El caminar de la primer línea es la búsqueda con autenticidad, ese es el comienzo. La determinación en puesto bajo se dirige hacia adentro, en una búsqueda interior; y hacia afuera en intentos en el mundo externo. No es vacilante, no es que esté vacilando; está probando, está acumulando experiencia, está aprendiendo del camino. Es sincero en su búsqueda.
En la segunda línea algo se ha avanzado, ya se sabe que no se está solo y, aunque no se busque compañía la compañía está, y eventualmente se hace presente con ayuda. Eso tranquiliza el ánimo y fortalece la determinación. El camino es menos arduo así, parece ser más llano. Si uno avanza con autenticidad hay encuentros que ayudan.
La tercer línea es una trampa del camino. Se confió en compañeros, se entregó a ellos, ilusionado porque uno se siente solo, el camino se hace solitario. O se confió demasiado en sí mismo, se creyó saber lo que no se sabe, se creyó tener todo resuelto.
Son las trampas que nos juegan los sentimientos, las mentiras que nos contamos. Allí nos muerde el tigre.
Es una lección, una más o la final si eso nos hace abandonar. Sea porque nos falte coraje para abandonar la compañía, o porque nos falte para descubrir nuestras propias mentiras.
Para seguir se impone una dolorosa introspección en soledad, hay que limpiar y volver al origen auténtico. Quedan cicatrices, pero eso no es un problema, es un recordatorio.

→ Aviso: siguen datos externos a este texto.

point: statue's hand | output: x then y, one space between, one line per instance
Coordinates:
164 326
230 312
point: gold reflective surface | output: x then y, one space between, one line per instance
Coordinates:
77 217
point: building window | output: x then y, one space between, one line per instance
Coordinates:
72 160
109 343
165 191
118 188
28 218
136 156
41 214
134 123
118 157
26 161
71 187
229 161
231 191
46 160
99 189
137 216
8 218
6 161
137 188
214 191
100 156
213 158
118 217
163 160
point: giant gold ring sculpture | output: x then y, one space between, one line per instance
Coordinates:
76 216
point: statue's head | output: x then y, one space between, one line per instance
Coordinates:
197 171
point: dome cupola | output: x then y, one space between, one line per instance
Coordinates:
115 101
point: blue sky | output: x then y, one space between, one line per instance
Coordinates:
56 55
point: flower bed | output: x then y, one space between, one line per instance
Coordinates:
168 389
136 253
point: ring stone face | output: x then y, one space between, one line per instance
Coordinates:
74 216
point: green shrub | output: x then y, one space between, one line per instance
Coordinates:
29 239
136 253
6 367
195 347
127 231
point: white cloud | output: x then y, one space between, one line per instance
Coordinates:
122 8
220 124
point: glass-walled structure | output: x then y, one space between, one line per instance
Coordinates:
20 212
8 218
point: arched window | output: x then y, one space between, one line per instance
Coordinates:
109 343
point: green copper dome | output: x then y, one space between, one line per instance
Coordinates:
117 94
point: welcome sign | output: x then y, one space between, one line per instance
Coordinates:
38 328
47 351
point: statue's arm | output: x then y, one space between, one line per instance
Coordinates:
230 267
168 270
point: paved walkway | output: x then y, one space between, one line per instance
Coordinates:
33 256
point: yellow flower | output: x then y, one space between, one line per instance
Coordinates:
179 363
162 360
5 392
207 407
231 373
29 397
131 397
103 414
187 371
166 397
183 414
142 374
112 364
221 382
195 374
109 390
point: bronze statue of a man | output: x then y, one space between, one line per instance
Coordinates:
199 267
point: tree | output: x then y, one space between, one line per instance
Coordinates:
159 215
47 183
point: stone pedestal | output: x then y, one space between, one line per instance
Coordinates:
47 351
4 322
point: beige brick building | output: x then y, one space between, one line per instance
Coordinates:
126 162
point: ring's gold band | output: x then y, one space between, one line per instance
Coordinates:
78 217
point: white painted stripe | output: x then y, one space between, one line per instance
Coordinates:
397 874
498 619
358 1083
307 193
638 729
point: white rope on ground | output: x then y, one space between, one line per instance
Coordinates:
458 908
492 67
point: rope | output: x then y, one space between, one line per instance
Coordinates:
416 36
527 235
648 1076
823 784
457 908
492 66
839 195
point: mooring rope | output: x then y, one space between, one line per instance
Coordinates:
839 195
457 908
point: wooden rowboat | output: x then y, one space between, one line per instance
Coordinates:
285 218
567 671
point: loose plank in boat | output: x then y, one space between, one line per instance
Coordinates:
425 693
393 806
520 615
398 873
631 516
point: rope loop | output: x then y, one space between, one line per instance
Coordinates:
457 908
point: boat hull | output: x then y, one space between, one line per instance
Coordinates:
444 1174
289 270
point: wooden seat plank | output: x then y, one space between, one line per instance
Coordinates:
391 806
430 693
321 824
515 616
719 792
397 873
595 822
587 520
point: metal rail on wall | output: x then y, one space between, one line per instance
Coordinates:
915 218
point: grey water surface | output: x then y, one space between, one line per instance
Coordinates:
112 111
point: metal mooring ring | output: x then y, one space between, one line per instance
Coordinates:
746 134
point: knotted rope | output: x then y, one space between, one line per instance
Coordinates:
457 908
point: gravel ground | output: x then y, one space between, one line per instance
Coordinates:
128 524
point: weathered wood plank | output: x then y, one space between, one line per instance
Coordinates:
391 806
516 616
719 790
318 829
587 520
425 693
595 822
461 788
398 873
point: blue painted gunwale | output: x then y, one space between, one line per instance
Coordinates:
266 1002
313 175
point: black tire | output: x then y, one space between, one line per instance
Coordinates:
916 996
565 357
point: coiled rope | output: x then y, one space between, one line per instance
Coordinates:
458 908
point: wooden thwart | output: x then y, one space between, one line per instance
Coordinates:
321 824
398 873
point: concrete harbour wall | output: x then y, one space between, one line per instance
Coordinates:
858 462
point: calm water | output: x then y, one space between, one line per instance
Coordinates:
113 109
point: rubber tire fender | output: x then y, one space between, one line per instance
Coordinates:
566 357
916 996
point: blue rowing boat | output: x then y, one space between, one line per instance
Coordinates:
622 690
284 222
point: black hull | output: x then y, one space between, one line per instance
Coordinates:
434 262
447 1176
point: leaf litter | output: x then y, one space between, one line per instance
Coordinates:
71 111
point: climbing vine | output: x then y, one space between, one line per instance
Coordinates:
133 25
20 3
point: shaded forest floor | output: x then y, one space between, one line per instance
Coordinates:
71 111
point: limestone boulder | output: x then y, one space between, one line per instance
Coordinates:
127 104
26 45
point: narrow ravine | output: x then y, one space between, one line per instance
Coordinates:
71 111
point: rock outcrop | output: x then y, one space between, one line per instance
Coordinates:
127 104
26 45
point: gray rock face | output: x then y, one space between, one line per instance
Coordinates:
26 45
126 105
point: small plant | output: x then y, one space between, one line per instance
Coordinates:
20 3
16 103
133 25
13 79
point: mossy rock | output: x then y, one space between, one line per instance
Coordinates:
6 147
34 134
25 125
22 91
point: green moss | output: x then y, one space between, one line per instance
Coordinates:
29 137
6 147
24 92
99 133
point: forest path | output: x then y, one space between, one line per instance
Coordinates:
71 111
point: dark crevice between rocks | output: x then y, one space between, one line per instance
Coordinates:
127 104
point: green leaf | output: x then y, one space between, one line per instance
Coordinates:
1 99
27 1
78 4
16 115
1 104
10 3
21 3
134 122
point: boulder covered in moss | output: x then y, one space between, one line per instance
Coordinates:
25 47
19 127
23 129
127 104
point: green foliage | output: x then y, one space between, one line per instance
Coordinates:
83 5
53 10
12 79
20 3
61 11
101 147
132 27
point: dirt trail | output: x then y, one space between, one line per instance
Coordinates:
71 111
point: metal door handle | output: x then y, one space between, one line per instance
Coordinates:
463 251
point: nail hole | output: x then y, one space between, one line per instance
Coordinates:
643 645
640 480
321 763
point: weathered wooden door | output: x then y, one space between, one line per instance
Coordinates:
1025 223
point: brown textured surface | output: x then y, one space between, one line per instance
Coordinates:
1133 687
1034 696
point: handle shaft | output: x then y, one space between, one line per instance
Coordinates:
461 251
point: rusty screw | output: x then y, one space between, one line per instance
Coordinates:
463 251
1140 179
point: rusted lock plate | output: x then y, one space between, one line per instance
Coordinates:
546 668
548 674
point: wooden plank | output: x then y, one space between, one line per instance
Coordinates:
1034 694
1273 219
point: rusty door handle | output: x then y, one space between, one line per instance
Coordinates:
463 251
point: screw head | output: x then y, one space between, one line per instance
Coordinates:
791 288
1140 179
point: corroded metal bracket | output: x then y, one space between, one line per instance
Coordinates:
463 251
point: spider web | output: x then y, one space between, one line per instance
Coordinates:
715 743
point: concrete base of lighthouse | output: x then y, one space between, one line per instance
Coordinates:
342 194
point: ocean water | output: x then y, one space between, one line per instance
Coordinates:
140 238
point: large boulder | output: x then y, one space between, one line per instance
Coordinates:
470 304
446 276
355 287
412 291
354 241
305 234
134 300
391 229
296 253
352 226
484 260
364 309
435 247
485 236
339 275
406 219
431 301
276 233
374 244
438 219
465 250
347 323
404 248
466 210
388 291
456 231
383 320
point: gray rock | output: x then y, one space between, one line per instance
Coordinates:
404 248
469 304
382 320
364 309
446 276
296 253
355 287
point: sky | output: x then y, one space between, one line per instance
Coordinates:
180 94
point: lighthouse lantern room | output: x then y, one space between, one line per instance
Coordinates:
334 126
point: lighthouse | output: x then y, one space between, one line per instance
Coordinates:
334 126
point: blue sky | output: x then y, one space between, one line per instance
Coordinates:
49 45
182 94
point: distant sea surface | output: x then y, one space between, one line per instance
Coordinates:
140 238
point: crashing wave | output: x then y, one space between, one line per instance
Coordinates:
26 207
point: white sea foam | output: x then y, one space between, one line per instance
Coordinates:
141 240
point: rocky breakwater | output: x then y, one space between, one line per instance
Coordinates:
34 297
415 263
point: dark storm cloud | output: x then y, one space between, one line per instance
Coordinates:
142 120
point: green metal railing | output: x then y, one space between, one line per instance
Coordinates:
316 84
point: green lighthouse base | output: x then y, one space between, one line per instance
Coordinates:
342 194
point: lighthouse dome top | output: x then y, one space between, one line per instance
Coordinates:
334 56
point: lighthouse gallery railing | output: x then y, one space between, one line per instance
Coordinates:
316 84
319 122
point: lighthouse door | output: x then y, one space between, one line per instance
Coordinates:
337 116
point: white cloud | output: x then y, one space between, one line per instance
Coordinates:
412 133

En la cuarta línea ya estamos en el trigrama superior, hemos encontrado nuestra verdad y esa verdad se comienza a materializar en el mundo externo, se hace visible a los demás. Hemos definido la «cosa» y la estamos construyendo desde los cimientos de nuestra interioridad. Persistimos poniendo un pie delante del otro. Correctos, erguidos, firmes.¿Quién se puede oponer, si es nuestro propio camino?
La quinta línea nos enfrenta a la adversidad. Hay oposición, hay antagonismo. O hay una decisión muy difícil de tomar. Corresponde rectificar una parcialidad, hay aspectos de la cuestión que no habíamos tenido en cuenta y se presentan ahora, casi al final.
Como ése, el último tornillo, el que se niega a entrar y es el que escuadra toda la caja. Son las rectificaciones, necesarias al completar una construcción. Es la adecuación final.
En la sexta línea, el camino ya está recorrido, la materialización completada, la tarea hecha. Corresponde mirar todo lo que hicimos y cómo lo hicimos. El resultado es la consecuencia de ése cómo, del método. No es un fin en sí mismo, es una consecuencia.
Esta línea te dice que lo importante es el cómo, que los medios determinan los fines, y que en el comienzo ya estaba el final.